Cukrzycowy obrzęk plamki wiąże się bezpośrednio z obniżeniem ostrości wzroku i wykluczeniem pacjenta z życia społecznego. Taka osoba nie może normalnie funkcjonować, ponieważ właściwie nie widzi, nie może prowadzić samochodu, nie jest w stanie czytać, podpisywać dokumentów, nie rozpoznaje rysów twarzy. Szybka diagnoza i zastrzyki zamiast operacji są jedynym ratunkiem na zachowanie widzenia. Jak pomóc takim pacjentom wyjaśnia w „Rzecz o zdrowiu” w Rzeczpospolitej (29 stycznia) prof. Robert Rejdak, szef Kliniki Okulistyki Ogólnej lubelskiego Uniwersytetu Medycznego i jednocześnie prezes Stowarzyszenia Chirurgów Okulistów Polskich.

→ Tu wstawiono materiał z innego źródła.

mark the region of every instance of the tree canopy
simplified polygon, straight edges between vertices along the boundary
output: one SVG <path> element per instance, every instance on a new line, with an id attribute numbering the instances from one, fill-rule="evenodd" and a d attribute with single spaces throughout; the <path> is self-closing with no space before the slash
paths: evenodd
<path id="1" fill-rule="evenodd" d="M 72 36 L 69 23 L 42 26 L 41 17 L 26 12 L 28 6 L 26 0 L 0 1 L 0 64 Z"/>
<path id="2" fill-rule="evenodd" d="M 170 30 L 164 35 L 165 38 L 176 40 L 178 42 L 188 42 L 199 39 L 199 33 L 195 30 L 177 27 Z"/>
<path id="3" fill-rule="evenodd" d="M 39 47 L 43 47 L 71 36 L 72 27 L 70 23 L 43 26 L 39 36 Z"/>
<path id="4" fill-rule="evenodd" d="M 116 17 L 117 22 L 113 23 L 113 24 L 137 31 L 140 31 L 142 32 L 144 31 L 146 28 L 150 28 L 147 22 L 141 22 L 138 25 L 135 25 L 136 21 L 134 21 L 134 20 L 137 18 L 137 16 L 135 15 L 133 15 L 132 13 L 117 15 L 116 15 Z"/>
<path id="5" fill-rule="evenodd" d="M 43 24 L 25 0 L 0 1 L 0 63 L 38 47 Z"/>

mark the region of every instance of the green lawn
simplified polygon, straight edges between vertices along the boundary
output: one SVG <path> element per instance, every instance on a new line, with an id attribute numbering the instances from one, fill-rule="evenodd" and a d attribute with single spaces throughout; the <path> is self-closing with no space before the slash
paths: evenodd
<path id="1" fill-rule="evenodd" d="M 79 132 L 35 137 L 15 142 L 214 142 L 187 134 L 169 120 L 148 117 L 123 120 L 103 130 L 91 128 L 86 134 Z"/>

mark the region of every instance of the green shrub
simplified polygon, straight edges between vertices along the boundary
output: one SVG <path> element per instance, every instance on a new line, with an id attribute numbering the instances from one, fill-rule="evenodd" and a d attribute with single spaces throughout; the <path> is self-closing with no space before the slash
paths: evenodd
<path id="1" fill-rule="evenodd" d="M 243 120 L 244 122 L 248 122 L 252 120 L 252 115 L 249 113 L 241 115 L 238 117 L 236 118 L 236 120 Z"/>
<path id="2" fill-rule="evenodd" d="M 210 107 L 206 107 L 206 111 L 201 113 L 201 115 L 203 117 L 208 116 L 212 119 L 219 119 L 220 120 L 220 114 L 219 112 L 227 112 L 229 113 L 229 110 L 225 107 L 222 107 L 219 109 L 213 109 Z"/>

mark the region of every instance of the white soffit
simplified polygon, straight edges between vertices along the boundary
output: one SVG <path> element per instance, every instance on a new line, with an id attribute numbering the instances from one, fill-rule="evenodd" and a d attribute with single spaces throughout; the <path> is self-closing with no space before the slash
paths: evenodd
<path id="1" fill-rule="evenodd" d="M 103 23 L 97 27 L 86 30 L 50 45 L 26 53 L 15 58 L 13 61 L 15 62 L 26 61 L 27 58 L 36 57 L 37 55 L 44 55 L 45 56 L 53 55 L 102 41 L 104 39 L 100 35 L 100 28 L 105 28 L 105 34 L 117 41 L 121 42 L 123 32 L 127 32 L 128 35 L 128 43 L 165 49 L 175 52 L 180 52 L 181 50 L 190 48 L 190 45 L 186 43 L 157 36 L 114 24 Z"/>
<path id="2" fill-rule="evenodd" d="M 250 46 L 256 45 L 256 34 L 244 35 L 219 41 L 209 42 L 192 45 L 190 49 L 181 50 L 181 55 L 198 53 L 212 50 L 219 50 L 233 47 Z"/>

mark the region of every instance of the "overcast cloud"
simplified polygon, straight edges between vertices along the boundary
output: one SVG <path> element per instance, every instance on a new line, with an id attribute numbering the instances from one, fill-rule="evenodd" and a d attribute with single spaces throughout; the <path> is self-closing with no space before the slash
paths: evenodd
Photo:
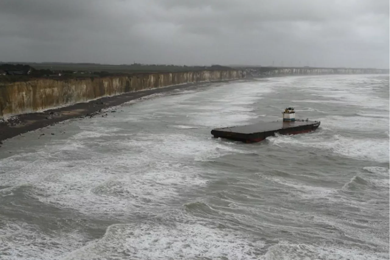
<path id="1" fill-rule="evenodd" d="M 390 68 L 390 1 L 1 0 L 0 61 Z"/>

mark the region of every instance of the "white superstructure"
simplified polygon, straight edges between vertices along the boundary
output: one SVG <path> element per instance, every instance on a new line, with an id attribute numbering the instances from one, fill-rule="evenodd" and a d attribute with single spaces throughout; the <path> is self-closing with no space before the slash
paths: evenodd
<path id="1" fill-rule="evenodd" d="M 295 121 L 295 111 L 293 107 L 287 107 L 282 112 L 283 121 Z"/>

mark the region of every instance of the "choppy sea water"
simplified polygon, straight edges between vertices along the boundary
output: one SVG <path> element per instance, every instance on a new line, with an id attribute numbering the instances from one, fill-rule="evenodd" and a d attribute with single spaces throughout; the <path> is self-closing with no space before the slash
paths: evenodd
<path id="1" fill-rule="evenodd" d="M 320 128 L 210 135 L 290 105 Z M 0 148 L 0 258 L 390 259 L 388 75 L 206 84 L 116 111 Z"/>

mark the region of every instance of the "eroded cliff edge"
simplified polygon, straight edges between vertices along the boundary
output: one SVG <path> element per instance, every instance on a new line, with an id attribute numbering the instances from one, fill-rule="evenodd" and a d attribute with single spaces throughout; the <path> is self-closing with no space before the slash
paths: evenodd
<path id="1" fill-rule="evenodd" d="M 0 119 L 101 98 L 172 85 L 241 78 L 243 70 L 145 73 L 63 80 L 37 78 L 0 84 Z"/>

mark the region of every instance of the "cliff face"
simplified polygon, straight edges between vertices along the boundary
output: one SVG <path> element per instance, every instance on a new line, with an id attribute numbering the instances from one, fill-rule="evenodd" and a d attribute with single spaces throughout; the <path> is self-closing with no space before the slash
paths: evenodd
<path id="1" fill-rule="evenodd" d="M 0 118 L 87 102 L 104 96 L 191 82 L 238 79 L 239 70 L 145 73 L 64 80 L 50 79 L 0 85 Z"/>

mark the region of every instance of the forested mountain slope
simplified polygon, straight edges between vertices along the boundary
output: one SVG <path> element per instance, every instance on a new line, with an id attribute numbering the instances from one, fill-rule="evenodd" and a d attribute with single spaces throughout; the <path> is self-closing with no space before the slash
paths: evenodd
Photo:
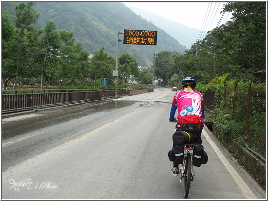
<path id="1" fill-rule="evenodd" d="M 11 18 L 15 17 L 14 7 L 19 2 L 1 2 L 2 13 L 6 11 Z M 116 55 L 117 30 L 136 29 L 157 31 L 156 46 L 123 44 L 119 42 L 119 55 L 132 55 L 139 65 L 150 67 L 152 53 L 162 51 L 183 54 L 186 49 L 164 30 L 138 16 L 120 2 L 38 1 L 35 8 L 41 13 L 35 25 L 42 28 L 49 20 L 54 21 L 58 31 L 73 31 L 77 41 L 81 41 L 91 54 L 102 46 L 105 51 Z M 123 39 L 123 34 L 119 38 Z"/>
<path id="2" fill-rule="evenodd" d="M 192 43 L 196 42 L 200 33 L 204 37 L 207 35 L 207 32 L 204 31 L 202 32 L 198 29 L 188 27 L 155 13 L 144 11 L 137 8 L 130 7 L 130 8 L 137 15 L 140 15 L 149 21 L 151 21 L 155 26 L 165 30 L 178 40 L 180 44 L 185 45 L 187 49 L 190 49 Z"/>

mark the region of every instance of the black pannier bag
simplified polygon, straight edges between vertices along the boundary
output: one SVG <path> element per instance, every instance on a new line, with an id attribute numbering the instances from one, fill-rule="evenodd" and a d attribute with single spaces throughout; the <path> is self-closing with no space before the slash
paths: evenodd
<path id="1" fill-rule="evenodd" d="M 206 164 L 208 162 L 208 154 L 204 150 L 203 146 L 195 143 L 192 144 L 194 146 L 192 154 L 192 165 L 200 167 L 202 164 Z"/>
<path id="2" fill-rule="evenodd" d="M 184 146 L 185 145 L 177 145 L 173 149 L 169 151 L 168 156 L 170 161 L 174 161 L 177 164 L 183 163 Z"/>

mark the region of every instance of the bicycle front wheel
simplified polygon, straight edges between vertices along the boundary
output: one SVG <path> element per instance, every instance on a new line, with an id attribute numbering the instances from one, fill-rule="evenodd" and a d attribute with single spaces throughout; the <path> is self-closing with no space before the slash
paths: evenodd
<path id="1" fill-rule="evenodd" d="M 186 161 L 185 162 L 185 170 L 184 170 L 184 198 L 187 198 L 189 193 L 191 183 L 191 157 L 190 153 L 187 153 Z"/>

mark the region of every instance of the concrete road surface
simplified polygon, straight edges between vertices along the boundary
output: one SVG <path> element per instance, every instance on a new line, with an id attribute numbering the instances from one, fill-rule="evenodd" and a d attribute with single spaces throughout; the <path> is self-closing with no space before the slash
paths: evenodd
<path id="1" fill-rule="evenodd" d="M 175 91 L 154 92 L 3 118 L 2 199 L 181 199 L 168 152 Z M 266 193 L 206 127 L 209 161 L 193 167 L 189 199 Z"/>

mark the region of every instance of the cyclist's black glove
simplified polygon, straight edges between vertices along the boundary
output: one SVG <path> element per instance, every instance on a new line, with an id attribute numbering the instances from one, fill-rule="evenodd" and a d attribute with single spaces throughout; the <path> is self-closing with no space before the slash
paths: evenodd
<path id="1" fill-rule="evenodd" d="M 174 118 L 173 120 L 171 120 L 170 119 L 170 122 L 177 122 L 177 119 Z"/>

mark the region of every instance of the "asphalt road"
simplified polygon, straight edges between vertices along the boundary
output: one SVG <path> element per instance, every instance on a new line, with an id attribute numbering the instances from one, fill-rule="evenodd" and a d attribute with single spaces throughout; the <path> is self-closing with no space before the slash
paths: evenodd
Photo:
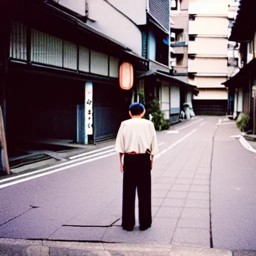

Podobno aż milion Polaków jest zagrożonych ślepotą z powodu powikłań cukrzycy. Jest aż tak źle?
W Polsce na cukrzycę choruje ok. 3 mln osób. Około jednej trzeciej z nich, czyli milion, ma retinopatię cukrzycową, a z tego miliona, jedna trzecia, czyli ok. 300 tysięcy, ma cukrzycowy obrzęk plamki żółtej. Oba schorzenia grożą nieodwracalną ślepotą. Szczególnie cukrzycowy obrzęk plamki żółtej bezpośrednio wiąże się z obniżeniem ostrości wzroku i wykluczeniem pacjenta z życia społecznego. Taka osoba nie może normalnie funkcjonować, ponieważ nie widzi właściwie, nie może prowadzić samochodu, nie jest w stanie czytać, podpisywać dokumentów, nie rozpoznaje rysów twarzy.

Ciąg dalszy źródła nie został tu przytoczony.